This week’s Mono Monday release is a compilation rather than a studio album, but it’s an important compilation, one which provides a glimpse into the New Orleans sound circa the late 1940s and early 1950s via the early recordings of a gentlemen named Henry Roeland Byrd, known to his friends as Roy and to fans of his music as the one and only Professor Longhair.

Originally released in 1972, New Orleans Piano is a compilation of material recorded by the good Professor between 1949 and 1952, including his take on “Tipitina,” which joined the US National Recording Registry in 2011, but there’s much more in the mix to enjoy, including “Mardi Gras in New Orleans,” “She Walks Right In,” “Walk Your Blues Away,” and a dozen others.
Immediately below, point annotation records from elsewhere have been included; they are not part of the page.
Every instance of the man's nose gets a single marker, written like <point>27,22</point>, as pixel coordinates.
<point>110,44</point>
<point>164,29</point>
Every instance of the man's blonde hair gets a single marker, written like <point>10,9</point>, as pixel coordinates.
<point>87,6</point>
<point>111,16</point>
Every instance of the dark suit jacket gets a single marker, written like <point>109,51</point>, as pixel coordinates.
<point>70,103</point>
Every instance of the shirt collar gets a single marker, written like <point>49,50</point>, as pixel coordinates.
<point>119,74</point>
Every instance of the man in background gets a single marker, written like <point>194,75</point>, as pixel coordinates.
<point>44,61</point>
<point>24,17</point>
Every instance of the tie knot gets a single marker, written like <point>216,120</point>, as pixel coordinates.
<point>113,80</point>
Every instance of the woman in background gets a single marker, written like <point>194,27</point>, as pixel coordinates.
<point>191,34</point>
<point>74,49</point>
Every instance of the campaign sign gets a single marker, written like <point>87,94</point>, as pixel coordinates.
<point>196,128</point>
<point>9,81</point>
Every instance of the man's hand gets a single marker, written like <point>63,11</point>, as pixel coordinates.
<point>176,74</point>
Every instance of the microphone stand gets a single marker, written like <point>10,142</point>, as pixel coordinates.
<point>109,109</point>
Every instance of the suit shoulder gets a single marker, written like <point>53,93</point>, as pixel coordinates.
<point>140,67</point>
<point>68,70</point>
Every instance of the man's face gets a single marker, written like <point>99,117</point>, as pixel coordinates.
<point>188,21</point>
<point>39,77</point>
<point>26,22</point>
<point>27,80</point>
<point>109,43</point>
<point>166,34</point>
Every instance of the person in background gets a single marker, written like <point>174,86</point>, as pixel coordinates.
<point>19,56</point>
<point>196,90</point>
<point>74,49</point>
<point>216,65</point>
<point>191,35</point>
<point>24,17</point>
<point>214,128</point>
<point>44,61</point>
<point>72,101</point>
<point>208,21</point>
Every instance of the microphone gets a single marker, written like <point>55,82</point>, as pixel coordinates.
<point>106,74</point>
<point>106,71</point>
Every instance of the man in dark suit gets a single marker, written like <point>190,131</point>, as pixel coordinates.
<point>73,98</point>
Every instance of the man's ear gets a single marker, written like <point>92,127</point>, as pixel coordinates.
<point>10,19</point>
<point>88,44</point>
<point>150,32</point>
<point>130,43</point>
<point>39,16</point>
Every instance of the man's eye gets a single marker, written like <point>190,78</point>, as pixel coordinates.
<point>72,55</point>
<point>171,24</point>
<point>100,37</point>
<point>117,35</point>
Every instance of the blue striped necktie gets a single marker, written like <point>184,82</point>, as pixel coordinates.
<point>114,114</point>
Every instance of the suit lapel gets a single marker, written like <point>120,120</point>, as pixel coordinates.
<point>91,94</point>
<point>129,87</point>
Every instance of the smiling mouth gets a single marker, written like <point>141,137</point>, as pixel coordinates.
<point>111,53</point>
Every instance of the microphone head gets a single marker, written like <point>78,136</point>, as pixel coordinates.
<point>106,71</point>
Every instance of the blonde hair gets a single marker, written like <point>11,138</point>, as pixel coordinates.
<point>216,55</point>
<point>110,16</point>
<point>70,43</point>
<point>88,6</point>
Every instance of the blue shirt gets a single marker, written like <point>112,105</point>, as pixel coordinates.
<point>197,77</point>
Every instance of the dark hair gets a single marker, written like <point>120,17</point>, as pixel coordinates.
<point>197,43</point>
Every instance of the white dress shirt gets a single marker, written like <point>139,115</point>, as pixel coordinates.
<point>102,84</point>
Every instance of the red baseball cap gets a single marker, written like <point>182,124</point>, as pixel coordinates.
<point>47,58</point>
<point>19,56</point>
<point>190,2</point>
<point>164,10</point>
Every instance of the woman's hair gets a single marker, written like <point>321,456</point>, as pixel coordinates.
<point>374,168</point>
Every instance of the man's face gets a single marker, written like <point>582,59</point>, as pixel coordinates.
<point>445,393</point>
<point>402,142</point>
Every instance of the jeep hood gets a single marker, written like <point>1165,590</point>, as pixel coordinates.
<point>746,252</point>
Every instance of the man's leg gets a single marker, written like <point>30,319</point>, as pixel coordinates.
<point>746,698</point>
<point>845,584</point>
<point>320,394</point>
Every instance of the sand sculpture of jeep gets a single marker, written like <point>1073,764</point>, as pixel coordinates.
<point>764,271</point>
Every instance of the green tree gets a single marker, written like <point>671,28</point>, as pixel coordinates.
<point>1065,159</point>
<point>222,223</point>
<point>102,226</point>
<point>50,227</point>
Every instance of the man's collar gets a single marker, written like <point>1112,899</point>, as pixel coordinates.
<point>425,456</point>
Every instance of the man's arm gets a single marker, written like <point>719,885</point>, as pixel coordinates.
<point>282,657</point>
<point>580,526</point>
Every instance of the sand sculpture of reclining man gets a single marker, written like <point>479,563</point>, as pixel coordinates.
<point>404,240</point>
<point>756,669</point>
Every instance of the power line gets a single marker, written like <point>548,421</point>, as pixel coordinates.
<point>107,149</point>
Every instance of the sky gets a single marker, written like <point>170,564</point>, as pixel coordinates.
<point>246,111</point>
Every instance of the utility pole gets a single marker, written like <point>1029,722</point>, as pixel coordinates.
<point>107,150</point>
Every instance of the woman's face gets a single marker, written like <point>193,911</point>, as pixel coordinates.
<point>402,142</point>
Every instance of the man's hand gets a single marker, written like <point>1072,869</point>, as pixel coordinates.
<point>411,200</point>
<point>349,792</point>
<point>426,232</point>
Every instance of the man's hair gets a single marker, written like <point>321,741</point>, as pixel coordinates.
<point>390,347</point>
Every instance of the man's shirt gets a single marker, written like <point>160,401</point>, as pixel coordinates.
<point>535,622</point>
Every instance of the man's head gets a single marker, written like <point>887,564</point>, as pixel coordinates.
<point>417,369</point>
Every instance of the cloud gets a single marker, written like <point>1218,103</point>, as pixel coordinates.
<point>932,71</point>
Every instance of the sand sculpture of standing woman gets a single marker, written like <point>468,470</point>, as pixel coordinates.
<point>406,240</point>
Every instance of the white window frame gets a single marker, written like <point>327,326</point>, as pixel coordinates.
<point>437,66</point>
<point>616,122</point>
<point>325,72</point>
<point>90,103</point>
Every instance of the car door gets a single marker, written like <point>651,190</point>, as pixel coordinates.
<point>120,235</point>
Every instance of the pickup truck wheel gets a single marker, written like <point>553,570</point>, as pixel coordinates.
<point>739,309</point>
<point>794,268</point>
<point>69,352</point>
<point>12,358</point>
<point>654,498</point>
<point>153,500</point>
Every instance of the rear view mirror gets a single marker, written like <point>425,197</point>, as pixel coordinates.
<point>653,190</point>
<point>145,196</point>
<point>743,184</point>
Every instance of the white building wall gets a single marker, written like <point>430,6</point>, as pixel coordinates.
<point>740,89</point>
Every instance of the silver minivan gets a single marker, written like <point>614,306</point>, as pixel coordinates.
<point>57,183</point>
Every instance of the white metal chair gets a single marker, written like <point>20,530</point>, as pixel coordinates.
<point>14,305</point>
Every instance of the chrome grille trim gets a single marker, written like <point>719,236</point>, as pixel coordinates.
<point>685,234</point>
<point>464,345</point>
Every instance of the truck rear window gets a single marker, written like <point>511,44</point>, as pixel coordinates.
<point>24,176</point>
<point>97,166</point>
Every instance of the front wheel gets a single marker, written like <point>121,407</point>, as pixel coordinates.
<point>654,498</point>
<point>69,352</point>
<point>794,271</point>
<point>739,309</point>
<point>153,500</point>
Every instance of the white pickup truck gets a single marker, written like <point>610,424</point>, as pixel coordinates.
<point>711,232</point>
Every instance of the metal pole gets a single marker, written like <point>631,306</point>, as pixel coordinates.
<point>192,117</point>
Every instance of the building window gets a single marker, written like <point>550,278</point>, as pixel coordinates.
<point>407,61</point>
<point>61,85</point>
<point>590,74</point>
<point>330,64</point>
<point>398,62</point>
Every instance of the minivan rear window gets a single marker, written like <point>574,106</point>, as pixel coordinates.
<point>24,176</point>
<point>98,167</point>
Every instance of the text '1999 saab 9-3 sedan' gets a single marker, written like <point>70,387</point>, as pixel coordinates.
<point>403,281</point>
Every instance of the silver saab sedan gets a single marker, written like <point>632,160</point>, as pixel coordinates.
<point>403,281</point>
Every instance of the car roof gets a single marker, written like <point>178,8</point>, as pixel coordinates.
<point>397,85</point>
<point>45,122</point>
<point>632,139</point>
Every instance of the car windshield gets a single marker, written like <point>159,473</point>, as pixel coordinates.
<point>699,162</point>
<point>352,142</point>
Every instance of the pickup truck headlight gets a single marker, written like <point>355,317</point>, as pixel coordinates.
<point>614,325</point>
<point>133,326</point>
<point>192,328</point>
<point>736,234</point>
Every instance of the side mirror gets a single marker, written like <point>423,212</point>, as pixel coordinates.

In fact, when Rolling Stone compiled its 2003 list of the 500 Greatest Albums of All Time, New Orleans Piano was sitting in the #220 spot, which is a remarkably strong showing for an album which was far more influential than it ever was commercially successful.

Professor Longhair continued his career as a performing and recording artist all the way up until his death in 1980 at the age of 61, releasing some highly entertaining in his later years, including the trifecta of Rock ‘n Roll Gumbo (1977), Live on the Queen Mary (1980), and Crawfish Fiesta (1980), but if you’re in search of a single-disc look into his early career, New Orleans Piano is absolutely indispensible.